What inspires such fierce brand loyalty? Peter Nowak asks a timely question

BlackBerry may have outdone Apple in regards to its frothing fan base.

BlackBerry may have outdone Apple in regards to its frothing fan base.

Two seemingly disparate events are happening this week: Wednesday’s long-awaited launch of BlackBerry 10 and Sunday’s Super Bowl. But believe it or not, they’re not that different. Both inspire fanatical devotion from legions of fans, some of which border on madness.

Anyone who has written anything on Research In Motion during the past little while is surely familiar with the attacks that inevitably follow.
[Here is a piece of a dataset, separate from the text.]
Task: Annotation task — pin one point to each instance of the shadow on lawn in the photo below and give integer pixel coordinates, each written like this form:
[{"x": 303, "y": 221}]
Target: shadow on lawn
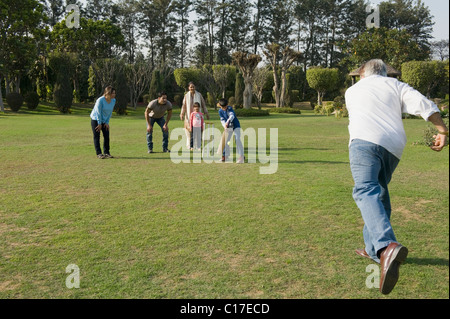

It doesn’t matter how scathing or glowing said piece was, the BlackBerry fanboys have been out with a vengeance once reserved only for Apple’s own iCult.

Even positive articles aren’t spared their wrath. My largely favourable review recently of the pre-release BlackBerry 10, for example, provoked one commenter on Twitter to affirm that I was “pulling things out of my ass.” Really, there’s no pleasing these people.

To be fair, it’s not just RIM that inspires such loyalty/lunacy. I’ve seen it particularly bad from the Apple and Nintendo faithful, but everyone’s got them – Microsoft, Google even Palm back in the day.

It got me wondering: what inspires such fierce brand loyalty? Surely there’s some sort of scientific reason behind it?

It turns out there is, according to psychologists at the University of Illinois. In a 2011 study, researchers found that fanboys often confuse their own self image with that of brands. As Ars Technica put it, “You may think you’re defending your favorite platform because it’s just that good. But… you may instead be defending yourself because you view criticisms of your favorite brand as a threat to your self image.”

In other words, if you pick a brand and it does poorly, you might get prickly about it because you’re effectively defending your choice.

The researchers performed two experiments, one on a group of 30 women and another on a group of 170 undergrads, and divided them into a set with high self-brand connections and those with low SBC. Those with high SBC tended to suffer hits to their self esteem when their brands didn’t do well or were criticized. Those with low SBC… well, they were perfectly fine. As the study puts it:

Because the brand is seen as a part of the self by virtue of being intimately tied to the self, failure on the part of the brand is experienced as a personal failure. Therefore, in an effort to maintain a positive self-view, high SBC individuals react defensively to brand failure by evaluating the brand favorably despite its poor performance.

This isn’t so different from sports, which similarly cause individuals to associate their identities as part of a larger whole. A recent story on the NHL lockout touched on this issue, with University of Illinois psychologist Edward Hirt pointing out the similarities.

“The groups that we belong to really signify to a great extent some large components of our own personal identity,” he said. “Let’s take a Yankee fan. That may be one of the first things that somebody from (New York) says to somebody; ‘I’m a Yankee fan.’ That’s a key part of their identity.”

It seems there’s no easy way to bring someone out of fanboy-ism and into the realm of sanity, where their identity isn’t defined by a product or team. It has to happen naturally. I remember my own experience vividly, back in high school, when my favourite band Motley Crue kicked out its lead singer. It was the worst betrayal imaginable, but it taught me not to get emotionally invested in entities that exist only to take my money.

Most fanboys and sports fanatics will eventually encounter their own shocks to the system. Either a company betrays them or goes belly up or a sports team moves to another city or trades its best player. Until then, we’ll all have to keep enduring their obnoxious and often sociopathic behaviour.